Au XVIIIᵉ siècle, le château est reconstruit entre 1774 et 1775 dans le style classique des demeures rurales de la fin de l’Ancien Régime, en moellons enduits, couvert d’un toit à la Mansart.
En 1801, le domaine est acquis par Jean Barthélémy Lucas. Sa fille, Marie Alix Lucas, propriétaire à partir de 1813, joue un rôle déterminant dans l’évolution du site, à une époque où il est rare qu’une femme soit propriétaire d’un château et exerce un rôle aussi central dans la gestion d’un domaine. Elle modernise le château, améliore le confort du logis, structure le parc et fait édifier en 1849 une chapelle particulière dont les vitraux portent ses initiales, affirmant ainsi son empreinte sur le domaine.
Son fils, Joseph Arsène Blavoyer, maire de Bourguignons, conseiller général et représentant du peuple en 1848 sous la Deuxième République, voit son mandat prendre fin lors du coup d’État de 1851. Après la chute du Second Empire en 1870, il est élu à l’Assemblée nationale et siège jusqu’en 1876. Parallèlement à son engagement politique, il développe l’exploitation agricole et poursuit la transformation du domaine.
À la fin du XIXᵉ siècle, plusieurs bâtiments viennent compléter l’ensemble, dont la maison du concierge et la maison éclusière construite en 1892 dans le cadre du projet du canal de la Haute-Seine. Destiné à relier Troyes au canal de Bourgogne, ce projet ambitieux est abandonné en raison de problèmes d’étanchéité, laissant derrière lui le « canal sans eau », vestige encore visible dans le paysage.
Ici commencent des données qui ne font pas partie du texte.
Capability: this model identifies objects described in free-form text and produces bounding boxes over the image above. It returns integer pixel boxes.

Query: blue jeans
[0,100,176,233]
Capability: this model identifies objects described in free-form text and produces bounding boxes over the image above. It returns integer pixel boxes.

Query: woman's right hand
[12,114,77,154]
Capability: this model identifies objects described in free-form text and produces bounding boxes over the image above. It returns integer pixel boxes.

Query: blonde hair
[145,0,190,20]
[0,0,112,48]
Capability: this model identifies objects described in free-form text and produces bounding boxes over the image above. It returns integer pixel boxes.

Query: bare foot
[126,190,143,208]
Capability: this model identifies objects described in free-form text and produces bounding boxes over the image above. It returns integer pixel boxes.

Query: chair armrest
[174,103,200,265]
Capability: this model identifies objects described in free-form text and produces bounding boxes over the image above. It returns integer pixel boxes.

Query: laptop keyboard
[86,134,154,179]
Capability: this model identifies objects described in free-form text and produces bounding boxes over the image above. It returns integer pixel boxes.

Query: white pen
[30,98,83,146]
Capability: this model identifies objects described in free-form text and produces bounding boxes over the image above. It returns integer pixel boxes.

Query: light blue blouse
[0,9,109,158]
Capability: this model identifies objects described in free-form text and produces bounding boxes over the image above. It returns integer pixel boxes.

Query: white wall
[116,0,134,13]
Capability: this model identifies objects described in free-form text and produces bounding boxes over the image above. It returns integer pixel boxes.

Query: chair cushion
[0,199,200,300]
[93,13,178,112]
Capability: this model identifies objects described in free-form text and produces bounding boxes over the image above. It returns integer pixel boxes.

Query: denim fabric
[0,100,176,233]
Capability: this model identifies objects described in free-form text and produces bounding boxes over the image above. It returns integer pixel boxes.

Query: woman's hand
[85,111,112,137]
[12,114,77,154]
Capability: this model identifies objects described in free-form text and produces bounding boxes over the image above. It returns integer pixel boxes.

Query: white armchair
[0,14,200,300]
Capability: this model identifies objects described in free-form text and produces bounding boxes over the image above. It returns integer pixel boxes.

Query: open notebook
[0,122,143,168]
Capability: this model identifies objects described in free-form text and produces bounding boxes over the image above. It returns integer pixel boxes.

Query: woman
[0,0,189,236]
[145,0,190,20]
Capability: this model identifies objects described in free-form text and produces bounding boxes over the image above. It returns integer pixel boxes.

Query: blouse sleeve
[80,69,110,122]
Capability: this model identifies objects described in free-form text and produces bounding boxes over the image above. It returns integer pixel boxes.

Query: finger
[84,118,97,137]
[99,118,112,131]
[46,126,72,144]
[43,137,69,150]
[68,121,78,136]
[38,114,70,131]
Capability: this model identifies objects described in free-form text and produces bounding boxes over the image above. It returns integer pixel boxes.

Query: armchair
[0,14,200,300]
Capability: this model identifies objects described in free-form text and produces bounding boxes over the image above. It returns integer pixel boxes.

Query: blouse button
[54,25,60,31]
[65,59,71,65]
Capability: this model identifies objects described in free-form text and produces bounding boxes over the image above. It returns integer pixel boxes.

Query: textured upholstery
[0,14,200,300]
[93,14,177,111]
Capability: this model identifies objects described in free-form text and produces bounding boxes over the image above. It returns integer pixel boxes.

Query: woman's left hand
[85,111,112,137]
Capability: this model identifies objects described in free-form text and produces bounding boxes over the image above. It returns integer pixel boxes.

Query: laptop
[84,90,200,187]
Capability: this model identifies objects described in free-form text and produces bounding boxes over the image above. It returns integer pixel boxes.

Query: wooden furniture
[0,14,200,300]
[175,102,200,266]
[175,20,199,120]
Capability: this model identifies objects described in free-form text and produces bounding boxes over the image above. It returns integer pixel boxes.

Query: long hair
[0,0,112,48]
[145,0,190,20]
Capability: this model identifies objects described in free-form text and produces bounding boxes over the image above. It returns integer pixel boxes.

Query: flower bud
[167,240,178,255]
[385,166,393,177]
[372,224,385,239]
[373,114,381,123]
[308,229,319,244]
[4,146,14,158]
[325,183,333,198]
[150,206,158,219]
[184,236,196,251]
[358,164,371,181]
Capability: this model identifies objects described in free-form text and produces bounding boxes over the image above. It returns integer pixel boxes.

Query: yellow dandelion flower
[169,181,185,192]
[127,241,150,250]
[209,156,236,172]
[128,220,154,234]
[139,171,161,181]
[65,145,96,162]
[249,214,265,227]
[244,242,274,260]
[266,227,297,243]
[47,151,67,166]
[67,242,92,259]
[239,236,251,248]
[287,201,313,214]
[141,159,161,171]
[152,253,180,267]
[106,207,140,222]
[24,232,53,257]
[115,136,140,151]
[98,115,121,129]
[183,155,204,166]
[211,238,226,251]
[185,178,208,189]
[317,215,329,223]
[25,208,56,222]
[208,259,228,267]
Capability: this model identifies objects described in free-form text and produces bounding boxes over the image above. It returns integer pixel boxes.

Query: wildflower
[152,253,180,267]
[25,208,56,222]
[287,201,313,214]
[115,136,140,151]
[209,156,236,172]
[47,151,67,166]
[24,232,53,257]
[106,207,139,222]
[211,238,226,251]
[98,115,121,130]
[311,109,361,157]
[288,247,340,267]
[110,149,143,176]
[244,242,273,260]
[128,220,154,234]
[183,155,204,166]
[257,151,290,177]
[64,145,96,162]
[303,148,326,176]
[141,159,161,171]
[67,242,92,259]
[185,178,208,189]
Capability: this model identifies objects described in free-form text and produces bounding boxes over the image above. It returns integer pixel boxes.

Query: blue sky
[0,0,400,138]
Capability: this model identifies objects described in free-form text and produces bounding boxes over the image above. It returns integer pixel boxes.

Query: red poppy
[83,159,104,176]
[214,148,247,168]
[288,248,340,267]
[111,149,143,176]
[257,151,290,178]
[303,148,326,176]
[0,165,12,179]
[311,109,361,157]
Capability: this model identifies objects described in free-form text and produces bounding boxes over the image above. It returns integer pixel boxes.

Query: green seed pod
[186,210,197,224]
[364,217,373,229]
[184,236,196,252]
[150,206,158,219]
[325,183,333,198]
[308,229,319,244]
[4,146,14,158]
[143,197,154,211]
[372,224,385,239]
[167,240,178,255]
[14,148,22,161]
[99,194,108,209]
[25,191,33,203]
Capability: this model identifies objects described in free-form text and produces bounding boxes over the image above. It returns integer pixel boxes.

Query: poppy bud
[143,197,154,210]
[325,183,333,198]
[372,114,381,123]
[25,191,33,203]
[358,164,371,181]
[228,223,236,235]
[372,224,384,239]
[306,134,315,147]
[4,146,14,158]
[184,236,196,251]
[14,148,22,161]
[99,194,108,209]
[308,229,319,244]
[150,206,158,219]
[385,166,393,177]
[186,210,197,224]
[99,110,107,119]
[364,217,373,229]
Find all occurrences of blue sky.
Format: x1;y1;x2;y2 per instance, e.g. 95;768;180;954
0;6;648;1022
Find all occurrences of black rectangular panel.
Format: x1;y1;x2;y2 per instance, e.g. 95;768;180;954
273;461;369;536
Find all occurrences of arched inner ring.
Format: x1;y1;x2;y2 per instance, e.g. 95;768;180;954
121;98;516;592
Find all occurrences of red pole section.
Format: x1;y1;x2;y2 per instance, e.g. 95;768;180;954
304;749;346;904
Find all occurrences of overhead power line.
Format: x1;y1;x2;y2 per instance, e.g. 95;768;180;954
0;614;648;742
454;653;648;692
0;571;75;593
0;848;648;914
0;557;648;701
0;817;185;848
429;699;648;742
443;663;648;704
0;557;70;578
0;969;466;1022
En 1910, le domaine est acquis par Jules Amédée Poron, industriel majeur de la bonneterie troyenne. Au milieu du XXᵉ siècle, la ferme est détachée du château, mettant fin à l’unité agricole historique du site.
La Chapelle
La chapelle actuelle du château de Foolz est achevée en 1849 à l’initiative de Marie Alix Lucas. Les vitraux, ornés de ses initiales entrelacées, témoignent de cette campagne de construction et de la volonté d’inscrire la mémoire des propriétaires dans l’architecture du lieu.
Le pigeonnier
Le pigeonnier, daté du XVIᵉ siècle, constitue la plus ancienne structure conservée du domaine. Il est composé de 1 150 boulins en osier recouverts d’un mortier de chaux. Sous l’Ancien Régime, le nombre de boulins était proportionnel à la superficie des terres exploitées, faisant du colombier un symbole fort de puissance seigneuriale.
En 2024, il est sélectionné comme projet emblématique du département de l’Aube dans le cadre de la Mission Patrimoine portée par Stéphane Bern, au titre du Loto du Patrimoine. Cette reconnaissance nationale souligne l’importance historique et architecturale exceptionnelle de l’édifice.
Aujourd’hui
En 2021, le château est acquis par Édouard Laurenti, ouvrant une nouvelle phase de restauration et de valorisation patrimoniale, notamment autour du pigeonnier du XVIᵉ siècle. Le château de Foolz demeure ainsi un témoin majeur de l’histoire rurale, politique et fluviale de la vallée de la Seine.